As always, my posts are geared for the CCIE lab, and it's a fair bet most of your gear on the lab is going to have a loopback.  So, expect the router ID to be a loopback, unless it's specified otherwise.

- You can specify the interface with mpls ldp router-id <interface>.  If you don't want it to be a loopback, or you want a certain loopback to be chosen over another, then use this command. If you want to change the router-id while LDP is already up you have to use the force command, i.e. mpls ldp router-id lo7 force.  If you don't use force, and LDP was already online, you'll have to reboot in order for the switch to take place.

- You can set the range of labels that LDP is allowed to use with mpls label range <lower> <upper>  I find this useful in debugging, because you can make your labels match your router number and it's easier to read the output.  LDP show commands are not always easy to interpret if you're not used to reading them.

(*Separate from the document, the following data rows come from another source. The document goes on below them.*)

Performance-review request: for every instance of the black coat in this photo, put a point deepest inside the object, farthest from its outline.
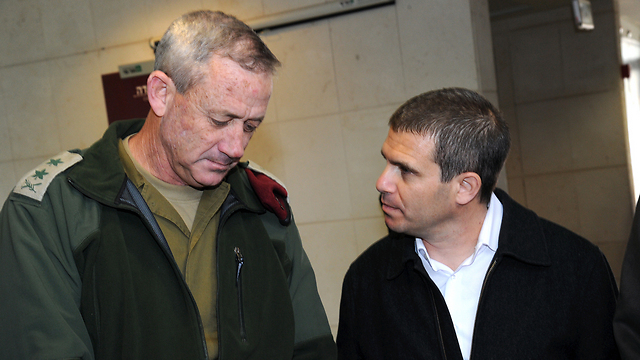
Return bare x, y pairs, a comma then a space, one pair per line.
549, 294
627, 319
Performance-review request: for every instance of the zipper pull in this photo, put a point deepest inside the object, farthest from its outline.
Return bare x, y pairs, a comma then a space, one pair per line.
239, 262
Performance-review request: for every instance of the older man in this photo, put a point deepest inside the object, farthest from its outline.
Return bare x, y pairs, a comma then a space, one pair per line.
466, 272
155, 243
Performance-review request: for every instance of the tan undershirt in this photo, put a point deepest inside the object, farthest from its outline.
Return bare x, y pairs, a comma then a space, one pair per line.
189, 220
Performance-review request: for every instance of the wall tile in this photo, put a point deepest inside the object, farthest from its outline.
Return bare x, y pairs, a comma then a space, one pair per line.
604, 204
368, 231
316, 169
364, 132
111, 58
265, 149
597, 129
614, 252
306, 84
5, 137
68, 26
79, 100
276, 6
242, 9
21, 33
536, 63
516, 190
118, 22
161, 13
8, 179
331, 248
513, 164
504, 78
367, 59
30, 111
554, 197
545, 138
572, 133
481, 26
597, 73
436, 53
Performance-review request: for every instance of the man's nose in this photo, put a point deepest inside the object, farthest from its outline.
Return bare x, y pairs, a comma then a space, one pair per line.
233, 143
384, 184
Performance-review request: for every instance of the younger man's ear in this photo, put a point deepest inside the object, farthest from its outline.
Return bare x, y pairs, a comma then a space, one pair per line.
160, 90
469, 187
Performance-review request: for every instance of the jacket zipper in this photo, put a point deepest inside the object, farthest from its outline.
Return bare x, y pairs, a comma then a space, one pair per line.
225, 213
240, 263
136, 208
484, 283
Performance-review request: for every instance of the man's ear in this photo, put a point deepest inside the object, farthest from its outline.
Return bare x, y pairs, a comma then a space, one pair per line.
469, 184
160, 90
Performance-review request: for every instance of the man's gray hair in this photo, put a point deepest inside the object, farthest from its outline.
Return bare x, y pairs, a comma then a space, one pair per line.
186, 48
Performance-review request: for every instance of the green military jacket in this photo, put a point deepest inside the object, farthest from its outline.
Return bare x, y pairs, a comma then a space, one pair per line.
85, 272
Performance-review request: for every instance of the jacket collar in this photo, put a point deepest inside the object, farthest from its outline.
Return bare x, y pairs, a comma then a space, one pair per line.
100, 174
521, 237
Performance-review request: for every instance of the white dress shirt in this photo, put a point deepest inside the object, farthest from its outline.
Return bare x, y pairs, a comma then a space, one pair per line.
461, 288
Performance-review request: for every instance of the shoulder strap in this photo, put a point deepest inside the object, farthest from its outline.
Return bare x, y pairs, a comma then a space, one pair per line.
271, 192
35, 183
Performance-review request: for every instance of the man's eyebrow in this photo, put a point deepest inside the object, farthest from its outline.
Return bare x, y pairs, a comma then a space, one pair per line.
402, 165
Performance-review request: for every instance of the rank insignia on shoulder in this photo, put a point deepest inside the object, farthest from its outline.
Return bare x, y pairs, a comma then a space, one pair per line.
272, 193
35, 183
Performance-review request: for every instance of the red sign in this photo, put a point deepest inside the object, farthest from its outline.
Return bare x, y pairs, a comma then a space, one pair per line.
125, 98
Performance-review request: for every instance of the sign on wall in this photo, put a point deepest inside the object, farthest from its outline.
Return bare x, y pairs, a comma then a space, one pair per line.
125, 92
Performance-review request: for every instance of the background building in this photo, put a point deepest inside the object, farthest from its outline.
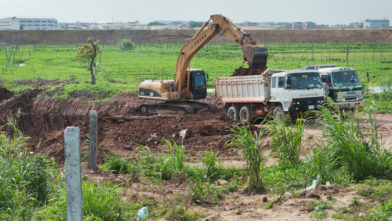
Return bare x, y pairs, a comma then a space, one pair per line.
376, 23
14, 23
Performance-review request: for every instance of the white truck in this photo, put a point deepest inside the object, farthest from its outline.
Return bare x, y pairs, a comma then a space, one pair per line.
281, 93
342, 84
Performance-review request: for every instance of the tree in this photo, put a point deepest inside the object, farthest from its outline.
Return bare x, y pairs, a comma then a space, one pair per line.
87, 54
155, 23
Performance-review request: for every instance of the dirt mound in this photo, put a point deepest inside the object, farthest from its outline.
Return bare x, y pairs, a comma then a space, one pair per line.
249, 71
121, 127
5, 94
41, 82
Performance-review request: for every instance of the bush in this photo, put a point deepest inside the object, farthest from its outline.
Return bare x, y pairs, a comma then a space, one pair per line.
203, 192
350, 150
210, 162
249, 144
127, 44
117, 165
103, 201
287, 141
24, 183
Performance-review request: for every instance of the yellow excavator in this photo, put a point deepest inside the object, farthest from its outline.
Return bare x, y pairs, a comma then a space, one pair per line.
189, 85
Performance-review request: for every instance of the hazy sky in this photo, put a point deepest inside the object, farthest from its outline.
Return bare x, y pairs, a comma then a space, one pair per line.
319, 11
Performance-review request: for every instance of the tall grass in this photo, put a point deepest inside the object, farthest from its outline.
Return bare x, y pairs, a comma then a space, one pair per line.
287, 140
351, 150
249, 143
24, 180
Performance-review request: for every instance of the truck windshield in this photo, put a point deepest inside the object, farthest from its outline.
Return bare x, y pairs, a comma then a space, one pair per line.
200, 80
345, 79
305, 80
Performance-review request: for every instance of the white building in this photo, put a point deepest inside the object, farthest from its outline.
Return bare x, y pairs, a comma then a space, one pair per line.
14, 23
376, 23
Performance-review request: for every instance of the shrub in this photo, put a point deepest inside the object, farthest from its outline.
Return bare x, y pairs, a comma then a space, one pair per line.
177, 153
287, 141
203, 192
117, 165
103, 201
127, 44
210, 161
350, 150
249, 144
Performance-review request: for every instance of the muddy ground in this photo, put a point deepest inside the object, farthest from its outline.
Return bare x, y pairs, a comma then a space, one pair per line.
122, 130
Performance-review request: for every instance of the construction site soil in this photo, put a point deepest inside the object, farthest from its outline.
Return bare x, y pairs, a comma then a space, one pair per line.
121, 128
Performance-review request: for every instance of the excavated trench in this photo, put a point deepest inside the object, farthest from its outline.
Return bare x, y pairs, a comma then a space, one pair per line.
121, 127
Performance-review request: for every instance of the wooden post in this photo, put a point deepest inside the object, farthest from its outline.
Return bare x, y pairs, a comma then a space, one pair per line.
92, 154
73, 174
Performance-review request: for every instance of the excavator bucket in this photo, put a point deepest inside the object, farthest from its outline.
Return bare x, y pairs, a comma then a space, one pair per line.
255, 55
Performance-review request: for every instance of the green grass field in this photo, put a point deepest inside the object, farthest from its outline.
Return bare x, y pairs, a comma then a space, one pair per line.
122, 70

-  "The LDP default behavior is to allocate local labels for all non-BGP prefixes."
http://www.cisco.com/en/US/docs/ios/12_4t/12_4t2/ftldp41.html#wp1654686

So what's that mean to us?  It might be better phrased as "The LDP default behavior is to allocate local labels choosing the best administrative distance as long as it's not from BGP".

- This problem is most commonly seen with OSPF (although you could see it from a summary route as well).  The sure-fire way to demonstrate it is to create a /24 loopback and not change the default network type.  OSPF automatically uses network type LOOPBACK, which is always advertised as a /32.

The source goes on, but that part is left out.